Most simple MVC books and tutorials show a single project with separate folders for the Model, Views and Controllers. If you read long enough, you'll find suggestions of splitting the Model, Views and Controllers into their own projects/assembles. Normally, a strongly-typed View would depend on the Model. A Controller would prepare the Model for the View, so it too would depend on the Model. But the Model never depends on the View nor the Controller. We've attempted this on our project, but we hit a snag.
The Controller project has service references to our WCF services. Service references conveniently generate client proxies the services and their data transfer objects right inside the Controller project. These DTOs often suffice for a Model for our Views. However, there are many places where our Views need a more View-friendly Model, so we adpat some of those DTOs into UI-specific Model classes housed in our Model project.
The problem comes when our UI-specific Model needs to contain some of the DTOs. Because the UI-specific Model classes are in the Model project, but the classes our service references convienently generated for us are in the Controller project, you can't dot his without having an assembly reference from Model to Controller. This breaks the rule that the Model should not depend upon anything.

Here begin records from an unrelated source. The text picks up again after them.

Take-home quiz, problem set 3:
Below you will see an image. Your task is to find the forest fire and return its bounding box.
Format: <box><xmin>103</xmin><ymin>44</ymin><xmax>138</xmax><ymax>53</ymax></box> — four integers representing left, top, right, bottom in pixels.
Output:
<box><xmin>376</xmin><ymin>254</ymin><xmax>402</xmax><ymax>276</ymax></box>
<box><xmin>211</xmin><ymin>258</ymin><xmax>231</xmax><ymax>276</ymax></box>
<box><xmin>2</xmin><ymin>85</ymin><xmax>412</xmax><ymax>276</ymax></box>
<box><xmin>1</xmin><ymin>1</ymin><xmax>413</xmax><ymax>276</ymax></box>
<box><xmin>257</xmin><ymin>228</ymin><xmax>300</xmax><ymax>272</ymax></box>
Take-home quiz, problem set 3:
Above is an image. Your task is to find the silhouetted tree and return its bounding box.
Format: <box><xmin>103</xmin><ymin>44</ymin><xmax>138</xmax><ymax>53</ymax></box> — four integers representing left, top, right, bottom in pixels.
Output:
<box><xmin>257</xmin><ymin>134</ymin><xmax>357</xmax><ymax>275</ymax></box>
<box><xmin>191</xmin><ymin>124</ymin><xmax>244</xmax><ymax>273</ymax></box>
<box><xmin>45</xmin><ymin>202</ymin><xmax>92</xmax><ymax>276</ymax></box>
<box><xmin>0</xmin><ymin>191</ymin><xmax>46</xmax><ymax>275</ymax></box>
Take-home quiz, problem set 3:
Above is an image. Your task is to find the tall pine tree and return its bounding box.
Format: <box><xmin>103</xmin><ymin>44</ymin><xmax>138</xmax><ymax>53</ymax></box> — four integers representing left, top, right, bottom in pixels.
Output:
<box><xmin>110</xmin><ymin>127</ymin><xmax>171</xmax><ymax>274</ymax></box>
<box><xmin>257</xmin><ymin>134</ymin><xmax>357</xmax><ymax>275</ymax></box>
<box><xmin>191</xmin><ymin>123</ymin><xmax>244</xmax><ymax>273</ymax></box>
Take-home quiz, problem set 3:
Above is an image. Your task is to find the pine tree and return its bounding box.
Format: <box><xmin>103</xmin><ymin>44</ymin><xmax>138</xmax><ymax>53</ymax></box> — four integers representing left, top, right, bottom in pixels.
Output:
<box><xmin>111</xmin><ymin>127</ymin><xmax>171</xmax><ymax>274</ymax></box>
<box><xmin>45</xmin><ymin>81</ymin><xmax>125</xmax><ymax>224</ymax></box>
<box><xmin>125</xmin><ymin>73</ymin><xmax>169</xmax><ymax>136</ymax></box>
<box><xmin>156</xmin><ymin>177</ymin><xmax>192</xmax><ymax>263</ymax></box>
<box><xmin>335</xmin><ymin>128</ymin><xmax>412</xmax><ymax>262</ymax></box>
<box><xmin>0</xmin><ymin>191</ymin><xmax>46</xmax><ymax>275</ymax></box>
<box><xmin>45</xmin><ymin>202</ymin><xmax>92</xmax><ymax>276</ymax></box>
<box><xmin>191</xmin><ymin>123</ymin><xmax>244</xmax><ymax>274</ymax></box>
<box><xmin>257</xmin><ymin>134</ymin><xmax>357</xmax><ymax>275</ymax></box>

My short-term solution has been to do away with the separate Model project and just house the UI-specific Model classes in the Controller project, alongside the generated classes. I've not yet settled on a long-term solution. Splitting up the generated code (that is, splitting the generated service client and the generated data classes) seems futile. Perhaps the generated data classes shouldn' be used as a Model, but instead each one should have its own UI-specific counterpart in a separate Model project. Time to ponder...
1 comment:
So did you figure out a better solution?